Ölü Canlar, Gogol'un Palto'dan sonra okuduğum ikinci eseri oldu. Roman 19.yüzyıl Rusya’sında yer alan derebeylerinin gündelik hayatları zevkleri, sahip oldukları köylülerle birlikte kurdukları düzeni veya düzensizliği, rüşvet alan memurların sağladığı maddi avantajları, generallerin boş ve amaçsız hayatlarını, her fırsatı kendi lehine çevirebilecek zihniyetteki toplumsal yapıyı başarılı bir şekilde mizahi bir dille eleştirecek şekilde anlatmaktadır. Böyle bir ortamda yaşamanın ve tatlı dilli salon adamlarının ne kadar boş olduğunu ustalık ile anlatan yazarın kalemi ise kendisini okutacak türden. Gogol, ülkesinde yer alan sosyal eşitsizliği ve yaşam standartlarında göze çarpan adaletsizlikleri ve yasalardaki boşlukları gerçekçi bir yaklaşım ile ele almıştır.

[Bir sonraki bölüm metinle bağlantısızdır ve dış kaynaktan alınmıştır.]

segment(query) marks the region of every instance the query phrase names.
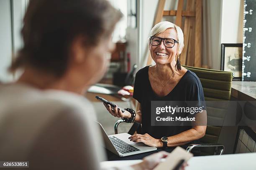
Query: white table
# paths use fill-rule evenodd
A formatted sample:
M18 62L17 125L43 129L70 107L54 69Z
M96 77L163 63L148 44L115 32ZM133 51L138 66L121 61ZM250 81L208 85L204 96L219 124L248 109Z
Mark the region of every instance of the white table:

Kitabın bazı bölümlerini okuduğumda nerdeyse 200 senelik bir kitap olmasına rağmen yaşadığım toplum hakkında başta olmak üzere beni şu soruyu sormaya itti; Gogol’un anlattığı sahtekarlık, bencillik, kurnazlık, adaletsizlik, çarpıklık eşitsizlik gibi konular günümüz insanlarında, toplumlarında ve demokrasilerinde de var mıdır? Sorusuna verilecek cevap, günümüzde bunlar kalmamıştır diyemeyeceğimize göre,,, Neyse fazla uzatmayayım anlayan anladı ne demek istediğimi...
Yazar Kitabın 2. Cildini yazar geçirdiği psikolojik bir atak sonucu yakmış. Elimizde kalan ise birinci cilt ile ikinci cildin bazı parçalarıdır. Yani bu kitap tamamlanmış değildir. Yaklaşık 350. Sayfadan sonra eksikler başlar, bazı bölümler yarıda kesilirken bazı bölümler hiç yoktur. Bundan dolayı okuduğunuz zaman eserin yarım kalmışlığını hissedeceksiniz. Keyifli okumalar dilerim.